Assembly Line

Recall that C programs are first compiled into a lower-level language called “assembly” before that assembly is assembled into machine code that a computer can execute. There are a number of different types of assembly languages, but they generally share similar properties: assembly languages have a limited set of instructions for performing basic operations like putting data in a variable (otherwise known in this context as a “register”), moving data from one location in memory to another, etc.
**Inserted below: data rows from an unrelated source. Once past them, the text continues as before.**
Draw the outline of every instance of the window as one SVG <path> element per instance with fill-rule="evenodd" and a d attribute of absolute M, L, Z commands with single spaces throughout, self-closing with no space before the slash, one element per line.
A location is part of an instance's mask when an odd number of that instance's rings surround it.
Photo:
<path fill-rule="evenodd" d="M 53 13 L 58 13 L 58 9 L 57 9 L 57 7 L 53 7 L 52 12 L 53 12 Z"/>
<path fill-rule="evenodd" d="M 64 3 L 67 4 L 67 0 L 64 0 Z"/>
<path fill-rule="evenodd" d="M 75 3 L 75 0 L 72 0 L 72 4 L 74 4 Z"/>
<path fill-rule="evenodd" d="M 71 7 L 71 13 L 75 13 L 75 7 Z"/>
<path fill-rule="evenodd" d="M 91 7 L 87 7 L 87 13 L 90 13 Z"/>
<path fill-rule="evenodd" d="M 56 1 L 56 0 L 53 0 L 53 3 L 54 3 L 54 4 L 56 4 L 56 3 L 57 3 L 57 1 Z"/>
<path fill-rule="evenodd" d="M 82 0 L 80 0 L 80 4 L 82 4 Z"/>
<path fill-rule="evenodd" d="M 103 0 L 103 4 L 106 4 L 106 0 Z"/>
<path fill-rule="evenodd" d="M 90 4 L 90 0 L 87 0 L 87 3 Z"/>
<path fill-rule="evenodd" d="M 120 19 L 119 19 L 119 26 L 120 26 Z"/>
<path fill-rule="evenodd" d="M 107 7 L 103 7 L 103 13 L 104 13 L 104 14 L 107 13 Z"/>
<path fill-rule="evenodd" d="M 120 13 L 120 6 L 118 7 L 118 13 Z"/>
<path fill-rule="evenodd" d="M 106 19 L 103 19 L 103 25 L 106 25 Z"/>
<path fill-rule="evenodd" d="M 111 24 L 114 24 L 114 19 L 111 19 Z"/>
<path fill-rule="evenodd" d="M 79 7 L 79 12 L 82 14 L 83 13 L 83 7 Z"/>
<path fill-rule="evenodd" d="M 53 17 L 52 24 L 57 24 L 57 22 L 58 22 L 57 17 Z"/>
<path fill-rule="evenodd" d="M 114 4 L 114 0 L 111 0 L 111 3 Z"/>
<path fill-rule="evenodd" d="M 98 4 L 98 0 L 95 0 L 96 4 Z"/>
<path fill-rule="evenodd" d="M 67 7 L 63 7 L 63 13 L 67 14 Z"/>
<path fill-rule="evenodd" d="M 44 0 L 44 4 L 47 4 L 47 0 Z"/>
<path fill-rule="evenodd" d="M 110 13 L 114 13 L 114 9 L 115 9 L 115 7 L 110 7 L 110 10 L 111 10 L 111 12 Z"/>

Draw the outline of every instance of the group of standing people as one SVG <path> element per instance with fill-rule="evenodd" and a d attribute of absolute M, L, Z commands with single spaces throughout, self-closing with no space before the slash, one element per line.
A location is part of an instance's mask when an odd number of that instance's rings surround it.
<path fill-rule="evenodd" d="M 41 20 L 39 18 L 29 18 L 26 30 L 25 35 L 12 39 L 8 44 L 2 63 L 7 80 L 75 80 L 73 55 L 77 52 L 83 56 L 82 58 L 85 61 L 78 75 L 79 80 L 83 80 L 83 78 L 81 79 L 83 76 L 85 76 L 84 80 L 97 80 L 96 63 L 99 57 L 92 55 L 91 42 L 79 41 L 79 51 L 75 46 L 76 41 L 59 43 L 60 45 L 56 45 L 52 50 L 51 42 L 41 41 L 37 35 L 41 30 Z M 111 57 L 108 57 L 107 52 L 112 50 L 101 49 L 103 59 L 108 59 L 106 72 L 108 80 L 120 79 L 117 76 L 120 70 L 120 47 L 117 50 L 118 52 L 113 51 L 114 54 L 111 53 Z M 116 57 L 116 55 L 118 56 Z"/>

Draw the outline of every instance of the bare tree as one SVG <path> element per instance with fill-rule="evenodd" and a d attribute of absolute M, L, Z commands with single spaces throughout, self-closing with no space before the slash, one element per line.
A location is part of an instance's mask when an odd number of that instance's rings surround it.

Consider a simplified assembly language wherein there are four registers (i.e., locations to store values) called r1, r2, r3, and r4. This assembly language supports the following instructions, wherein R, Rx, Ry, and Rz represent (any of those) registers, V represents a literal value (an integer or a string), and L represents a line number:

  • PRINT R prints the value in register R.
  • INPUT R prompts the user for input and stores it in register R.
    • You may assume that if the input looks like an integer (i.e., it consists of only digits), it will be stored as an integer; otherwise, it will be stored as a string.
  • SET R V stores the value V in register R.
    • For example, SET r1 50 would store the value 50 in register r1.
  • ADD Rz Rx Ry adds the value stored in register Rx to the value stored in register Ry and stores the result in register Rz.
  • JUMPEQ Rx Ry L checks if the values stored at registers Rx and Ry are equal to one another. If so, the program jumps to line L. Otherwise, the program continues to the next instruction.
  • JUMPLT Rx Ry L checks if the values stored at register Rx is less than the value stored at register Ry. If so, then the program jumps to line L. Otherwise, the program continues to the next instruction.
  • EXIT exits the program.

Every line of code in this assembly language consists of a line number followed by a single instruction. No parentheses, curly braces, semicolons, or any other syntax other than the above instructions!

For example, here is a program that prompts the user for two numbers and prints whether they are equal or not:

 1  SET r1 "x: "
 2  PRINT r1
 3  INPUT r2
 4  SET r1 "y: "
 5  PRINT r1
 6  INPUT r3
 7  JUMPEQ r2 r3 11
 8  SET r1 "x is not equal to y"
 9  PRINT r1
10  EXIT
11  SET r1 "x is equal to y"
12  PRINT r1
13  EXIT
  1. (2 points.) In English, explain how the program above works, making clear why it is correct, as by explaining the role of each line, from 1 through 13.

  2. (3 points.) Rewrite the program above in such a way that, instead of just printing out x is not equal to y when the two numbers are not equal, it instead prints either x is less than y or x is greater than y, depending on which number is greater. The program should still print x is equal to y if the two numbers are equal.

  3. (4 points.) Write a program in this assembly language that “coughs” (i.e., prints cough) some number of times. Your program should first prompt the user for a number and then print cough exactly that many times. You may assume the user will input a non-negative number.

The assembly language you just used to write these programs is a simplified version of the assembly language your computer might use when compiling a C program. When clang compiles your C program in CS50 IDE, it first compiles your C program into an assembly language called “x86-64” and then assembles assembly into machine code. It turns out we can actually stop clang midway through that process so as to take a look at the assembly code corresponding to our program.

Copy the program below into a file called compare.c in CS50 IDE.

#include <cs50.h>
#include <stdio.h>

int main(void)
{
    int x = get_int("x: ");
    int y = get_int("y: ");

    if (x < y)
    {
        printf("x is less than y\n");
    }
    else
    {
        printf("x is not less than y\n");
    }
}

In your terminal, run clang -S compare.c. The -S flag tells clang to output the assembly code for the program. After you run the command, you should see a file called compare.s containing the assembly. Open that file and take a look!

Odds are it looks pretty complicated! No need to understand all the details, but notice that most lines contain some instruction followed by one or more arguments for that instruction. The movl instruction, for example, moves data from one location to another.

  1. (1 point.) Unlike our own assembly language above, x86-64 has an instruction for calling a function from inside of a program. Based on the assembly code in compare.s, what is the name of the instruction for calling a function? How do you know?
  2. (2 points.) Based on the assembly code in compare.s, what is the name of the x86-64 instruction via which the program decides what to print? And how does that instruction decide what to print?

CHANGELOG

  • Fixed line 7 of the sample program to be 7 JUMPEQ r2 r3 11.
  • Fixed printf call in compare.c to print "x is not less than y\n".